Sunday, August 02, 2009

Thanks for Nothing

Benevolent invader of my land
How can I thank you for the helping hand?
Why, had you not come here with awe and shock,
Reducing my poor home to piles of rock,
I might have raised my children safe and sound,
But, thanks to you, I’ve laid them in the ground.

A wife I had, once too, but now no more.
She died one day while driving to the store.
Some nervous mercenaries that you hired
Screamed something at her once, then aimed and fired.
The bullet-riddled windshield told the tale:
That "freed" of life, our women need no veil.

Your generals have come so many times,
Yet never have to answer for their crimes.
Instead, promotion weighs them down with stars
But never, like enlisted men, the scars
Resulting from the bungling and sheer waste
Of thinking slow but shooting first in haste.

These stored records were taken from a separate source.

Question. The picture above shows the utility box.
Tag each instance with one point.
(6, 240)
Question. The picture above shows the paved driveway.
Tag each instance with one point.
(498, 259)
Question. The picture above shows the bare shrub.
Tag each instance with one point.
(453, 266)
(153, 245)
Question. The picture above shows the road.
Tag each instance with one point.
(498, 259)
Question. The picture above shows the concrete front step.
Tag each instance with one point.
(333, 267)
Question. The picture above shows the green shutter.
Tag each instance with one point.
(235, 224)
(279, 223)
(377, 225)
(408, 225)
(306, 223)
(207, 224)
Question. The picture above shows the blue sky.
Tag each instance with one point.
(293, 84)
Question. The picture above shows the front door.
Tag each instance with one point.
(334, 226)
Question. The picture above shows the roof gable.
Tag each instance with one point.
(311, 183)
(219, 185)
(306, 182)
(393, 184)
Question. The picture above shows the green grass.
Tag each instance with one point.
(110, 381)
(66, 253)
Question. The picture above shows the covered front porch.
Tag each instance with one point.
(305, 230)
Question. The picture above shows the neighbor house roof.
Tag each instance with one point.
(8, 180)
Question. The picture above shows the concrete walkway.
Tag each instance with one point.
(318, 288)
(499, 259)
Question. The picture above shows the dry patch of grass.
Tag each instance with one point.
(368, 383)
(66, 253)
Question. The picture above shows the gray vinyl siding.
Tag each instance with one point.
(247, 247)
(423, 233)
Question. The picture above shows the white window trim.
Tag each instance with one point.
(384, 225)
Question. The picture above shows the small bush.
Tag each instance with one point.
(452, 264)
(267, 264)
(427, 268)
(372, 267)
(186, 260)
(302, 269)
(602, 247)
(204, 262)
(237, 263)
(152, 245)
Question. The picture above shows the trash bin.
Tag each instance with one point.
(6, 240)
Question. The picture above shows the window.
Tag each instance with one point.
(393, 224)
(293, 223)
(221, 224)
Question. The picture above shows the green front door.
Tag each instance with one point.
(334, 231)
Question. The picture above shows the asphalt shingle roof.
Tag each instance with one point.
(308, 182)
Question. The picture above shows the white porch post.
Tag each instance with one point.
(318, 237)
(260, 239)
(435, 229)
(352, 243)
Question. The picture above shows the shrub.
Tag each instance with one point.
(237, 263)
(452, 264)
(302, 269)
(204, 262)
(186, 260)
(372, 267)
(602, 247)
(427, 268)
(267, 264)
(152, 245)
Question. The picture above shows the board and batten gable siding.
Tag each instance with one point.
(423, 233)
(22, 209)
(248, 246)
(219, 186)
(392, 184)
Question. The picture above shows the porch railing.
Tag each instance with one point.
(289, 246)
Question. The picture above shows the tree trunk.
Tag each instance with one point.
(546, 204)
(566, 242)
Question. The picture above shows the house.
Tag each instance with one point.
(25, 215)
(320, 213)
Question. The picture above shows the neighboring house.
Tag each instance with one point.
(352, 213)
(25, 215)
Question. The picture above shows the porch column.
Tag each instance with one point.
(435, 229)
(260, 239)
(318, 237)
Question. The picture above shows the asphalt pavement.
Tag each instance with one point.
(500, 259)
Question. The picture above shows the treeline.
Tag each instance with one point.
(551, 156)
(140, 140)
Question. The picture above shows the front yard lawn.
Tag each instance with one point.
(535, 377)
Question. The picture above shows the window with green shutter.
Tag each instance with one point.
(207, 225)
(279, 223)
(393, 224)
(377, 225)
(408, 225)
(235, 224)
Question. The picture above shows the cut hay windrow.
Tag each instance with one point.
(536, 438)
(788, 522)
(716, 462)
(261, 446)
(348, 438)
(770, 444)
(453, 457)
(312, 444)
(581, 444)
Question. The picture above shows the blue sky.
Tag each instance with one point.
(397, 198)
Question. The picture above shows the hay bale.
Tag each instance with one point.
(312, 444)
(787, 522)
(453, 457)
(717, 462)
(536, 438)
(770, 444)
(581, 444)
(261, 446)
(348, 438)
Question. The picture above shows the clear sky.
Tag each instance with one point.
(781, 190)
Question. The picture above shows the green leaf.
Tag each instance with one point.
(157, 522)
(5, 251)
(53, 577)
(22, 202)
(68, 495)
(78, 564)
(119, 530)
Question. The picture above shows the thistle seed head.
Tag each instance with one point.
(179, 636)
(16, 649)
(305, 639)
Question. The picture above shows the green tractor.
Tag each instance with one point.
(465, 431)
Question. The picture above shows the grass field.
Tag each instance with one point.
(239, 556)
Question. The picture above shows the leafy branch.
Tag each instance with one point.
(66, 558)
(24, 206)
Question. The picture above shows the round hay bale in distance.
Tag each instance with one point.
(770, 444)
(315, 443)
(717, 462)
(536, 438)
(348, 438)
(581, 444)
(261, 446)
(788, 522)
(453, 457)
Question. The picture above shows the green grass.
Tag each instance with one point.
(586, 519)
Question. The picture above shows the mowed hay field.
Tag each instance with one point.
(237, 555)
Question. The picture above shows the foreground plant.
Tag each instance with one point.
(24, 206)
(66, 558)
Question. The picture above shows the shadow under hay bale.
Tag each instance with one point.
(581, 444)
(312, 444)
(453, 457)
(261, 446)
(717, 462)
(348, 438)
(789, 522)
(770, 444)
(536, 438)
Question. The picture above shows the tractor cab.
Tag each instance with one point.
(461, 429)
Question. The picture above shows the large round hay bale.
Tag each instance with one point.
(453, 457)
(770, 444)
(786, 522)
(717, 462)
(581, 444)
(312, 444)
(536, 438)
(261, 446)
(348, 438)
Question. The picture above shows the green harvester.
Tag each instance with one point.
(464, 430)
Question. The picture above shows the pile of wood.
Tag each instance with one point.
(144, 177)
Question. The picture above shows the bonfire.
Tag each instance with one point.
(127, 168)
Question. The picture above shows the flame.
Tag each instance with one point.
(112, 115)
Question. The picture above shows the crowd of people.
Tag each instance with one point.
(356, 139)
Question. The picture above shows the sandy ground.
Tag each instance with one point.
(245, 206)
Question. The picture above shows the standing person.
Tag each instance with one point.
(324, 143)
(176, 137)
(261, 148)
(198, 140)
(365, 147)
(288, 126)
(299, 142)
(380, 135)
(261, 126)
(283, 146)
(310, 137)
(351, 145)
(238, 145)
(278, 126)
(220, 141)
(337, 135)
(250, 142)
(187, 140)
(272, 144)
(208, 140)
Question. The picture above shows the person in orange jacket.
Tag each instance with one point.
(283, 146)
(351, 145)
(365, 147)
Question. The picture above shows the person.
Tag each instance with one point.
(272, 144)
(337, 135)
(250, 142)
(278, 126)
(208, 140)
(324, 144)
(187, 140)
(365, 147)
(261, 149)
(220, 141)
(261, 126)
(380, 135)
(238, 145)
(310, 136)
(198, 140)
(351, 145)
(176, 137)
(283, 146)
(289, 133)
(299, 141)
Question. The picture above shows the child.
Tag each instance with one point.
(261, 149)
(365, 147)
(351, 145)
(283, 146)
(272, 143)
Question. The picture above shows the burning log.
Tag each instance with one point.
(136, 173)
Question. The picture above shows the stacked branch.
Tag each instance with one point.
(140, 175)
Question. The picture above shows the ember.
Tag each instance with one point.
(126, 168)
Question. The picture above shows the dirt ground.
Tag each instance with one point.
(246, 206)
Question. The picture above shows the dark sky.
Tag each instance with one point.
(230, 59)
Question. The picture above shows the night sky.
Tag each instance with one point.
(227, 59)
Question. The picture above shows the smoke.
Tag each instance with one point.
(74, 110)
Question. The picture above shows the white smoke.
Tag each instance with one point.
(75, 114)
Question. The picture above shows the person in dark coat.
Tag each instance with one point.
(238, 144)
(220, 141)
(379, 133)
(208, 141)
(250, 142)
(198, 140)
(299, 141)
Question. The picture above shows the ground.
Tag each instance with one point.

On nine-eleven, two-thousand-and-one
You got a taste of what you’ve often done
To countries that had never caused you harm
Yet still, too late, you sounded the alarm
And whipped yourself into a lather thick
So you could hurt yourself with your own stick.

Three thousand on that fateful day you lost.
Five thousand more you’ve added to the cost
Since then, which only proves that there or here
You act the same: in folly, rage, and fear.
In time, you’ll go back home to where you’re from,
To fight among yourselves, the deaf and dumb.

Too bad for all the carnage that you’ve caused
Who never thought or for a minute paused
Before afflicting us with your disease:
A plague of bankrupt bullies, fascist fleas,
Who, both hands outward stretched to beg a loan,
Continue "helping" us to shrink and groan.

You talk to pat yourselves upon the back.
Your actions only scream of what you lack:
The insight and intelligence to see
How much you’ve harmed yourself as well as me.
But just the same I’ll thank you to go home
Before you earn the fate that toppled Rome.